Q&A with IEC deputy chair on Political Party Funding Act

The Electoral Commission of SA (IEC) reported last week that only three parties disclosed donations of more than R100,000 in accordance with the new Political Party Funding Act. Chris Barron asked IEC deputy chair Janet Love...

Janet Love has been appointed IEC commissioner.
Janet Love has been appointed IEC commissioner. (Supplied)

Will there be any consequences for parties that didn't disclose?

They needed to disclose any donation they received that exceeded the R100,000 benchmark.

Aren't they obliged to show you a record of anything received?

They do have to do that on an annual basis. We've issued a report for the first quarter of the first year of operation [of the act], so we've still got three quarters to get to that point where we would need to be considering consequences.

Will you audit parties that claim they have nothing to declare?

To be spending taxpayers' money on auditing over 500 parties .

Aren't there parties you'd prioritise?

At the end of the financial year one of the things we'll be looking for in the larger parties is to ensure that their own auditing has taken place.

So we'll be voting for parties without knowing who their funders are?

That is a concern.

Can the elections be considered free and fair when some parties have opened up and others not?

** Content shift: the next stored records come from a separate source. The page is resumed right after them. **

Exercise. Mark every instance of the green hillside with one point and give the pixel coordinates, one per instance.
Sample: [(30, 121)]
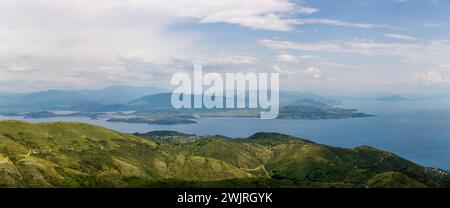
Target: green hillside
[(81, 155)]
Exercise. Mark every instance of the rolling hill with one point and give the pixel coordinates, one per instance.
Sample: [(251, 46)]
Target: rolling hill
[(81, 155)]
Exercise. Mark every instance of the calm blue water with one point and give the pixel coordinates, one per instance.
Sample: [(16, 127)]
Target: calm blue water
[(416, 130)]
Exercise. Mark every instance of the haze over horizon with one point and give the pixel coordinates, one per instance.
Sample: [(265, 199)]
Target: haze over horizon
[(322, 46)]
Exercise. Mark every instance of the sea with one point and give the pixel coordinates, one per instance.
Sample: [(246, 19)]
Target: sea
[(416, 130)]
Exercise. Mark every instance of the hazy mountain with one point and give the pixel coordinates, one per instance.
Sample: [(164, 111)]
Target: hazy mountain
[(65, 99), (393, 98), (82, 155)]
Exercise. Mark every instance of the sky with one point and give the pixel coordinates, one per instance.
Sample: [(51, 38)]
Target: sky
[(322, 46)]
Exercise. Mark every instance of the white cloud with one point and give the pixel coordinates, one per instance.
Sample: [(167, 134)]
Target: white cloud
[(334, 22), (314, 72), (431, 51), (283, 71), (84, 43), (399, 37), (434, 24), (287, 58), (431, 77)]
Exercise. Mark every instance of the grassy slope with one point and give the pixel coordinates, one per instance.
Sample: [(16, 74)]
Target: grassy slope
[(81, 155)]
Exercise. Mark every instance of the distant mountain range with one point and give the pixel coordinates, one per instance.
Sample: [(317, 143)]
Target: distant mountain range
[(72, 99), (155, 108), (81, 155), (393, 98)]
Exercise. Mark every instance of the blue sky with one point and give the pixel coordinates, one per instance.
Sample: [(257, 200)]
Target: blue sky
[(324, 46)]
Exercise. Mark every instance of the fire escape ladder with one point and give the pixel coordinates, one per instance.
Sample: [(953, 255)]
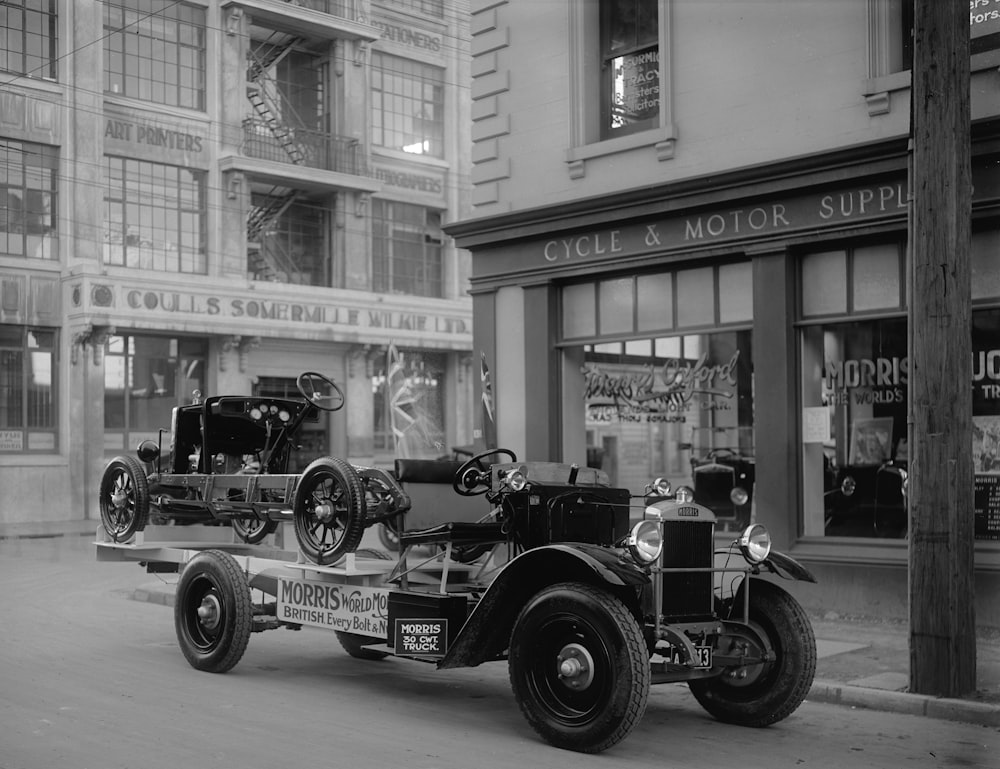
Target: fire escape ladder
[(262, 90)]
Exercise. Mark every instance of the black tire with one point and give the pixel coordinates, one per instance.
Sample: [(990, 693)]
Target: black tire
[(252, 530), (213, 613), (579, 667), (124, 498), (329, 511), (763, 694), (352, 644)]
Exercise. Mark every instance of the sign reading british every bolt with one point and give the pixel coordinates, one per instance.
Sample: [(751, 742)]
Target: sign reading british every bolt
[(350, 608)]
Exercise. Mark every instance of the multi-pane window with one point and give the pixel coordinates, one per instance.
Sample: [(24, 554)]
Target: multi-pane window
[(155, 50), (28, 183), (292, 247), (145, 377), (421, 7), (407, 105), (630, 65), (406, 249), (28, 396), (154, 216), (28, 32)]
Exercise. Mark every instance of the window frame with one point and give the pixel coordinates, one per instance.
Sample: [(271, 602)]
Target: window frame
[(31, 432), (47, 165)]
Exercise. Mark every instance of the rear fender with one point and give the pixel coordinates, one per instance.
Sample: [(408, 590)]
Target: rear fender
[(486, 633), (787, 567)]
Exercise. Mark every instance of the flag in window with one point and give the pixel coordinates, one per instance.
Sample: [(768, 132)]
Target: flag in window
[(401, 402), (489, 421)]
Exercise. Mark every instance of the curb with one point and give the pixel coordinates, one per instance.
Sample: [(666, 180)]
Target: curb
[(964, 711)]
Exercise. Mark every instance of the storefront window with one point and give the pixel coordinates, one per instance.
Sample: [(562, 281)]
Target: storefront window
[(855, 376), (667, 381), (28, 399), (676, 407), (406, 249), (408, 391), (154, 216), (145, 377)]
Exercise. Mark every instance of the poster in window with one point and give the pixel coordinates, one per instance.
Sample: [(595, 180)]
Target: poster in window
[(871, 441)]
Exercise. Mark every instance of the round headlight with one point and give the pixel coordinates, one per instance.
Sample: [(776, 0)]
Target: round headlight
[(739, 496), (660, 487), (684, 495), (645, 543), (755, 543), (516, 479)]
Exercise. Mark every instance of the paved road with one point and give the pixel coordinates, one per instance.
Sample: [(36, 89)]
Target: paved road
[(90, 679)]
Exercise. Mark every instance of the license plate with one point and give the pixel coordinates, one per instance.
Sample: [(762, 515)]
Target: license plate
[(702, 656)]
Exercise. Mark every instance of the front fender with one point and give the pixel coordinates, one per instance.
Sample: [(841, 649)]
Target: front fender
[(787, 567), (486, 633)]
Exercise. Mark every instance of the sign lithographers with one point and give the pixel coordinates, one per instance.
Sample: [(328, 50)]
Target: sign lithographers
[(349, 608)]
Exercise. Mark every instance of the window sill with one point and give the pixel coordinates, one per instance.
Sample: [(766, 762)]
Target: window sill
[(878, 552), (662, 141), (877, 90)]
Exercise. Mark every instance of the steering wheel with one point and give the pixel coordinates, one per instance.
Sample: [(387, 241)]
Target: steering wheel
[(473, 478), (318, 389)]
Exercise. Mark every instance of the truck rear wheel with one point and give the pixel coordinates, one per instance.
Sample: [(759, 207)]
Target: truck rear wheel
[(765, 693), (579, 667), (124, 498), (213, 612), (329, 511)]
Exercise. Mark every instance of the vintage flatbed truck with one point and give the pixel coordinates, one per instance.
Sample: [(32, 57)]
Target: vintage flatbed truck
[(589, 594)]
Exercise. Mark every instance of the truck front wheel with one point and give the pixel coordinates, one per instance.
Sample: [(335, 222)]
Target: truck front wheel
[(213, 612), (766, 692), (579, 667)]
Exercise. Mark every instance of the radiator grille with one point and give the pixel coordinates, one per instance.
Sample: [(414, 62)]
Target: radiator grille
[(687, 544)]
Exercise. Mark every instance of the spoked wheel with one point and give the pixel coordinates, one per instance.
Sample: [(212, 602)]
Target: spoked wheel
[(124, 498), (579, 667), (765, 692), (329, 511), (213, 613), (253, 531)]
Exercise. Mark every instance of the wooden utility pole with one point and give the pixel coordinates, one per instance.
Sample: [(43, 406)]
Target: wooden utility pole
[(941, 587)]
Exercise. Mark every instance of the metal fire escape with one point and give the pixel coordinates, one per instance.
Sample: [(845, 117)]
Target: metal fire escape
[(262, 90)]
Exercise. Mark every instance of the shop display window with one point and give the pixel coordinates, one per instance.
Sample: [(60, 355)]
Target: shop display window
[(28, 393), (154, 50), (154, 216), (854, 389), (145, 377), (30, 32)]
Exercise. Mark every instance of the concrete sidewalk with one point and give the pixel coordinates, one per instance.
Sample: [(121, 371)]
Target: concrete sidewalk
[(863, 662)]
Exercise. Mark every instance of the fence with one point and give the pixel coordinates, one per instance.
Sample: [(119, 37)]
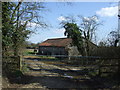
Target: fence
[(10, 63)]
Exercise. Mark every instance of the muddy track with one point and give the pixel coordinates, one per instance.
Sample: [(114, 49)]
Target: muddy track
[(56, 76)]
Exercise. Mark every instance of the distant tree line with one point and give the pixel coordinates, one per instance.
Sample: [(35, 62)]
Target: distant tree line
[(16, 18)]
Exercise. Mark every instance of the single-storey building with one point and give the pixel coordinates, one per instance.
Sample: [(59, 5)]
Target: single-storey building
[(59, 46)]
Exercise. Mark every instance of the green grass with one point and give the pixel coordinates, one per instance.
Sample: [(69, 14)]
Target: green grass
[(28, 52)]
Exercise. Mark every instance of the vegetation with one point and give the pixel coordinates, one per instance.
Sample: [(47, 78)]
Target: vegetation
[(83, 34), (16, 18)]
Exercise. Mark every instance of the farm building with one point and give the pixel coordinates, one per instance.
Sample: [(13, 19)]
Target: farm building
[(58, 46)]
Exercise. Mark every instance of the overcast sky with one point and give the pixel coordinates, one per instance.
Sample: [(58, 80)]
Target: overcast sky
[(107, 13)]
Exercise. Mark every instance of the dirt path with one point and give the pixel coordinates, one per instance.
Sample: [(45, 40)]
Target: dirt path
[(54, 76), (45, 75)]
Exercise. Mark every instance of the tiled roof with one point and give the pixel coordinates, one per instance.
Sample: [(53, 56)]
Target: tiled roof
[(59, 42)]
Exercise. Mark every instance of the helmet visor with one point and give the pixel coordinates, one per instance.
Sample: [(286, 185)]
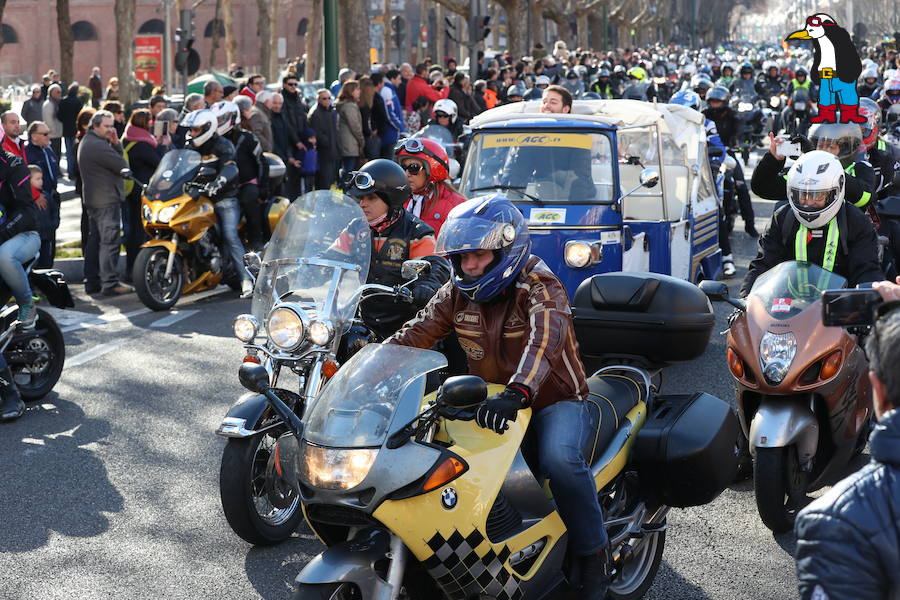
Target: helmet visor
[(473, 233)]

Your assumption is that they have not opened up on things they ought to have opened up on.

Is it credible that only three out of 504 parties received donations of more than R100,000 in an election year?

We're talking about a three-month period.

So voters have to accept that a lot of the money used to get their votes will be dirty?

They have to accept that they won't know.

Should parties be allowed to use investment vehicles such as Chancellor House to fund their campaigns?

It's a type of contribution that needs to be declared.

Isn't the whole point of the act to prevent parties funding their campaigns with dirty money?

Certainly to prevent them using the proceeds of crime. If we received information that money came from a company involved in corruption, we'd have to report that to the investigative authorities.

Can the IEC be taken seriously as an independent organisation when it is led by ANC deployees?

I don't know that it's led by any cadre or deployee of the ANC.

The chair was appointed by Jacob Zuma, wasn't he?

He was identified as somebody who was supported by Jacob Zuma. He doesn't act on any mandate from the ANC.

You yourself are known to be closely associated with the ANC, aren't you?

I don't think that people who have had dealings with the ANC or been supported by the ANC are people who can be understood to be acting on any mandate from that organisation.

Aren't decisions such as reopening candidate registration, which favours the ANC, always going to raise suspicions of bias given your links with the ANC?

I think issues of bias are going to come up in relation to any decision we take. Just as our refusal to open the nominations when the ANC wrote letters of demand, went to court et cetera, prior to the decision of the court that we needed to reopen registration, led to hostility from the ANC.